Depuis cinq ans, le festival Congolisation, orchestré par l’acteur, producteur et rappeur Pitcho Womba Konga, Belge d’origine congolaise, met en valeur les talents des artistes afrodescendants de Belgique, dans des lieux de culture prestigieux à Bruxelles.
Pitcho Womba Konga, doudoune « afro » et petit bonnet rouge vissé sur la tête, décrypte en ces termes l’appellation du festival, qui s’est déroulé cette année du 16 au 19 janvier : « Congolisation, c’est un pied-de-nez aux anciens coloniaux, persuadés des bienfaits de la colonisation, pour dire que le Congo a apporté aussi à la Belgique. » Afin de souligner la « plus-value que la diaspora apporte à la Belgique d’aujourd’hui », le festival propose un coup de projecteur sur la vitalité de la création artistique de la diaspora.

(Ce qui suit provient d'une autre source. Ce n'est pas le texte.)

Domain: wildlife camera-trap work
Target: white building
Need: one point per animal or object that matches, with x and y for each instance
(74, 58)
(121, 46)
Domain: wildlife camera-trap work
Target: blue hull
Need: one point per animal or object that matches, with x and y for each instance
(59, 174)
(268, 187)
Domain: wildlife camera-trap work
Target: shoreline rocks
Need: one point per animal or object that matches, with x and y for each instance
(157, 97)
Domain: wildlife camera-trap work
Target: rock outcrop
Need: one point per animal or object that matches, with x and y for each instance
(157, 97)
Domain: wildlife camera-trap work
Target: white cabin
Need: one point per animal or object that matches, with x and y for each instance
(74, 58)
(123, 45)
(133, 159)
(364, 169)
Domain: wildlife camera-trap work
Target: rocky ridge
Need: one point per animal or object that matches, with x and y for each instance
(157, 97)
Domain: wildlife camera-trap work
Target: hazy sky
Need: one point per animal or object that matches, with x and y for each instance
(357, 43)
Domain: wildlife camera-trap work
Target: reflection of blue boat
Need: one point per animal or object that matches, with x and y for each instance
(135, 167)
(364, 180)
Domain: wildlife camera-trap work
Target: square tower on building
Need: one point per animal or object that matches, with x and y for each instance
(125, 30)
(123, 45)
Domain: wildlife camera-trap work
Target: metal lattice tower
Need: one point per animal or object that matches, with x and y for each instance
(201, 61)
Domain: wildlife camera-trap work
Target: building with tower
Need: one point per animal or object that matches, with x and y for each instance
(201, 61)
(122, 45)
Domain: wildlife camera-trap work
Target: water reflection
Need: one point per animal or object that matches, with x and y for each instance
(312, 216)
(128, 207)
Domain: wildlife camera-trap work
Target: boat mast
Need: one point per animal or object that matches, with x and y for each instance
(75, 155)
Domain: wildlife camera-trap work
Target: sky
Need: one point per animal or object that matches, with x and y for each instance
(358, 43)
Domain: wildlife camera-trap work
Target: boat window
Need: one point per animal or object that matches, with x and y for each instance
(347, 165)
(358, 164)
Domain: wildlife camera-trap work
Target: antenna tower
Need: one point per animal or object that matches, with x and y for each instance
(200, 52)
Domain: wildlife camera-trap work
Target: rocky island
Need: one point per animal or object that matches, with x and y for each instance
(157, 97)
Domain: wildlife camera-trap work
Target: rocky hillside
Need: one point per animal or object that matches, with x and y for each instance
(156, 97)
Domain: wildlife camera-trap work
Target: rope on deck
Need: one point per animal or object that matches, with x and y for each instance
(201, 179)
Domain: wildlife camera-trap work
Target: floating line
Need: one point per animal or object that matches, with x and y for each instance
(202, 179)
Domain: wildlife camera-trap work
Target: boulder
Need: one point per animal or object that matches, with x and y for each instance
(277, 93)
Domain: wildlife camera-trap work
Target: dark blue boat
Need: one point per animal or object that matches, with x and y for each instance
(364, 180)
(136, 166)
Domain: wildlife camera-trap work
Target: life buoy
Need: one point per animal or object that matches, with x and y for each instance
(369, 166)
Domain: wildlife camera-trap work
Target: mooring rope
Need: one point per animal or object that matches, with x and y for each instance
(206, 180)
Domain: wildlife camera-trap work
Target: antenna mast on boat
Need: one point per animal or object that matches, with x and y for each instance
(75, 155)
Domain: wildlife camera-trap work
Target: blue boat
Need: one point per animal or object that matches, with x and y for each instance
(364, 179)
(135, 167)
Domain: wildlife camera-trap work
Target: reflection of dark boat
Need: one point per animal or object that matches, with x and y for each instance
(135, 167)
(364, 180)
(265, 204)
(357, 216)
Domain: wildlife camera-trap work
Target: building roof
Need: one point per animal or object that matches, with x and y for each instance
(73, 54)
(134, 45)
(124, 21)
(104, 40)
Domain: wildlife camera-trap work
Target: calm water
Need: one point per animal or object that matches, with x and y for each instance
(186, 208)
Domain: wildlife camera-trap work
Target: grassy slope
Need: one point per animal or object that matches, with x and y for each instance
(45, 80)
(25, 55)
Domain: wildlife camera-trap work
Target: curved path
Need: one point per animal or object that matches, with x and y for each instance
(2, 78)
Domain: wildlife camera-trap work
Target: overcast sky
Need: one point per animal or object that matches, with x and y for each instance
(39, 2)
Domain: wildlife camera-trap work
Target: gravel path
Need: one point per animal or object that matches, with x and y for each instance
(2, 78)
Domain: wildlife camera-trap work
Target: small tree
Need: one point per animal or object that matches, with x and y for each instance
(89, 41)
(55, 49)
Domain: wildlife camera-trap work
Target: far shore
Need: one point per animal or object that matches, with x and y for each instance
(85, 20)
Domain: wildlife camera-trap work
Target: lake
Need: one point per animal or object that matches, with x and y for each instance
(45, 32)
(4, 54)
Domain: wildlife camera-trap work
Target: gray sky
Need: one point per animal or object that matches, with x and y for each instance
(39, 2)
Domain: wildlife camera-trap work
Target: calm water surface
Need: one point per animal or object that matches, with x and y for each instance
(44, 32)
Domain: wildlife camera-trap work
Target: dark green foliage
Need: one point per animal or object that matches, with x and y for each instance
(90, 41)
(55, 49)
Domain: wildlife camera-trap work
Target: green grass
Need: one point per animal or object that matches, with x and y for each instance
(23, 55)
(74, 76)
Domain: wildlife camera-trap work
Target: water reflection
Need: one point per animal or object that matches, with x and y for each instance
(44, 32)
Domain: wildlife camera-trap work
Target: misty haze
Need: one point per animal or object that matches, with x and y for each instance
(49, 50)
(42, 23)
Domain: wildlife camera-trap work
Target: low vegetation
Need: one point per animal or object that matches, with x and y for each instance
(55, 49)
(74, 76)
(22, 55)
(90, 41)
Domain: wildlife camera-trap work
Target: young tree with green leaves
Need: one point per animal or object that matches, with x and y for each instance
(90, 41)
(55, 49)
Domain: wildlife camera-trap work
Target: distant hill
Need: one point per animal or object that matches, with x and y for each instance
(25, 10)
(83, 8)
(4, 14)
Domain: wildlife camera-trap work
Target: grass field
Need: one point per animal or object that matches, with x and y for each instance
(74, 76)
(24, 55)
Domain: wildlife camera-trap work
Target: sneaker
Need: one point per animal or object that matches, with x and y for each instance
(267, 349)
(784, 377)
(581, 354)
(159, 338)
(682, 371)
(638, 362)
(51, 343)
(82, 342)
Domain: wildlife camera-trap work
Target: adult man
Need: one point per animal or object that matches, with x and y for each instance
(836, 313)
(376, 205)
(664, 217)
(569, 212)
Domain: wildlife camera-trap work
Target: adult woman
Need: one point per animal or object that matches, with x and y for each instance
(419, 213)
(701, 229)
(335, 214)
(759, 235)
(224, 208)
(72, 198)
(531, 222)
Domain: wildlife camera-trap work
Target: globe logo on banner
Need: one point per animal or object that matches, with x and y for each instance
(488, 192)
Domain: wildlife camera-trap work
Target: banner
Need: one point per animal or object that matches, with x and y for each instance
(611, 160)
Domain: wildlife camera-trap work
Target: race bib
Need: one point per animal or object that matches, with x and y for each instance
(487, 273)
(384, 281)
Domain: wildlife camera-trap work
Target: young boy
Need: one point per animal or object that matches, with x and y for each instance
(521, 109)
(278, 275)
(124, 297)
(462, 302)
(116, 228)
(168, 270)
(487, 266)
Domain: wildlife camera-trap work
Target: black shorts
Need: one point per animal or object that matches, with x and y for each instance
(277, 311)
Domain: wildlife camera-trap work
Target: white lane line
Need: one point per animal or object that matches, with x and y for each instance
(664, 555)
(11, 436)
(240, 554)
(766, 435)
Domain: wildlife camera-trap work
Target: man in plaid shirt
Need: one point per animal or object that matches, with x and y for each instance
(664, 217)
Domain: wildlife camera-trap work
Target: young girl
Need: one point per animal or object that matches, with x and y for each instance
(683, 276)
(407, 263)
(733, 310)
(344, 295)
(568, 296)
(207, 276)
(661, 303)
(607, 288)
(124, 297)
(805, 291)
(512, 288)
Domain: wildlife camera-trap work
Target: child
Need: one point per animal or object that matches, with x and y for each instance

Il lui ouvre les portes d’institutions prestigieuses, comme le Théâtre royal flamand (KVS) et l’AfricaMuseum à Tervuren. « Permettre à la diaspora de prendre possession de ces espaces, poursuit Pitcho Womba Konga, c’est lui donner la possibilité de raconter et de confronter ses imaginaires, ses histoires, ses sensibilités, sans intermédiaire, sans tabou, sans filtre ».
Festival « décolonial »
Fredo Lubansu, comédien et metteur en scène, co-fondateur de l’association Afropean Project, a modéré et enregistré le débat sur un projet de « maison des cultures africaines » pour l’émission Afropean Echo, diffusée par la radio citoyenne Radio Panik (105.4 FM). Beaucoup de questions restent soulevées par ce projet, porté par une élue socialiste, Barbara Trachte, ministre présidente du Collège de la commission communautaire française (Cocof) – autrement dit, le gouvernement francophone bruxellois. « Faut-il un lieu physique singulier ou pas, pour éviter le risque de ghettoïsation – comme l’exemple parisien du Tarmac l’a montré ? Faut-il continuer à demander des subventions aux institutions ou être totalement indépendant ?Doit-on inventer un modèle de gestion horizontal, et non plus vertical ? Faut-il inclure les Maghrébins et faire œuvre de « désaliénation », pour venir à bout des freins entre communautés ? » Pour répondre à toutes ces questions, les six experts afrodescendants consultés pour ce projet ont entrepris de le démocratiser, en organisant des « blocus » (cercles de réflexion thématiques) ouverts à la communauté.
Poésie, musique et danse
Avant la fête dans l’enceinte principale du KVS, une magnifique salle de théâtre, une lecture de poésie a été donnée par plusieurs artistes de la diaspora. « La douceur de son soleil me manque, l’odeur de la marmite me manque, la voix de Rochereau dans cette vieille radio me manque, et le vacarme des jours heureux du pavillon me manque ». Francisco Luzemo a scandé ses vers sur le thème de « Indépendance Cha Cha », avant deux lectures tout aussi fortes de Cecilia Kankonda et Jessica Fanhan, et la performance remarquée d’une jeune chanteuse venue de Kigali, Weya Viatora. Un nom à retenir : après un premier single en 2014, Empty House, retenu par Voice of America, elle a produit son premier album au Rwanda. Inspirée par Etta James, Aretha Franklin, James Brown et les grandes voix soul, Weya Viatora prépare en Belgique un nouvel album et une collaboration avec Gaël Faye qui devrait faire parler d’elle.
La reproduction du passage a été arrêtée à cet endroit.